SNIP: Between the town of Elko, Nevada, and the Idaho border stretches some of the most remote land in the Lower 48, rolling hills and arid basins as far as the eye can see. Last July, this section of the Owyhee Desert was scorched by a fierce, fast-moving blaze with 40-foot flames, the largest wildfire in state history. In the end, the Martin Fire burned 435,000 acres, including some of the West’s finest sagebrush habitat. Now, the raw range wind whips up the bare earth into enormous black clouds that roil on the horizon.

Once rare, fires that large, hot and destructive are now common in the Great Basin, a 200,000-square-mile region of mountains and valleys that includes all of Nevada and much of Utah, as well as parts of California, Idaho and Oregon. But despite the rising fire risk, a general lack of attention is putting the rangeland in growing danger.

The fire problem “risks permanent loss” of the ecosystem, according to Jolie Pollet, a fire ecologist and the Bureau of Land Management’s division chief for fire planning and fuels management. This is a genuine crisis, she said, and it demands greater urgency and attention than it is currently getting.

“The general public, especially urban areas, doesn’t seem to have an appreciation for the impacts on these landscapes, since the areas are so sparsely populated,” she said.

The new ferocity of rangeland fires has an old culprit: cheatgrass, an annual originally from Eurasia that was brought to this country in cattle feed, packing material and ships’ ballast in the late 1800s. It has since proliferated through overgrazing and development. The grass burns easily and often, and it thrives on fire. In intense blazes, when native shrubs perish, cheatgrass simply drops its seeds and then expands into the burned areas. The areas of greatest fire risk in the Great Basin have a high correlation with the areas of highest cheatgrass incursion, and the increasingly dry and arid climate brought by climate change is encouraging its spread. The Great Basin now has the nation’s highest wildfire risk.

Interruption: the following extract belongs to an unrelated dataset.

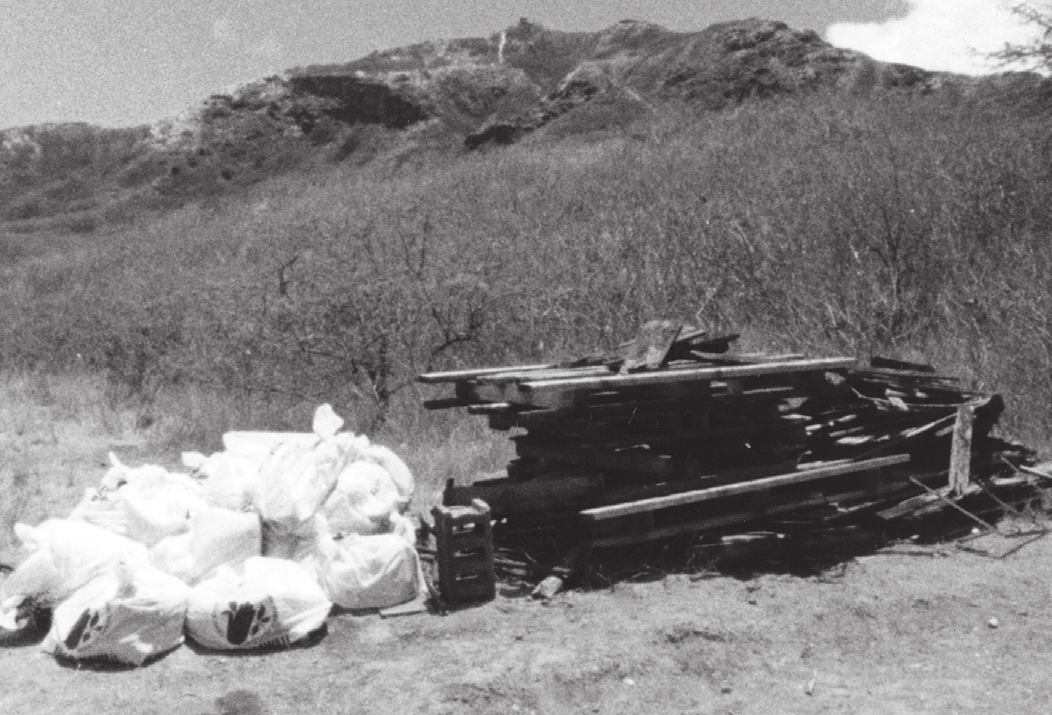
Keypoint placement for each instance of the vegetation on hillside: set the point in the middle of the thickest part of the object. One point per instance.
(856, 224)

Historically, sagebrush habitat burned about once every century or less, but now it happens around every five to 10 years. Over the past two decades, more than 15 million acres of sagebrush have been permanently lost to fire, according to the BLM, 9 million of them since 2014. Overall, since 2000, more acres of shrubland or grasssland have burned than forest.

If sagebrush decline continues, the approximately 350 species that depend on it are in serious trouble. The Martin Fire burned some of the best sage grouse habitat in the country and destroyed more than 35 grouse mating grounds, or leks. The fires also harm watersheds, cause erosion and destroy wildlife corridors used by pronghorn antelope, mule deer and elk.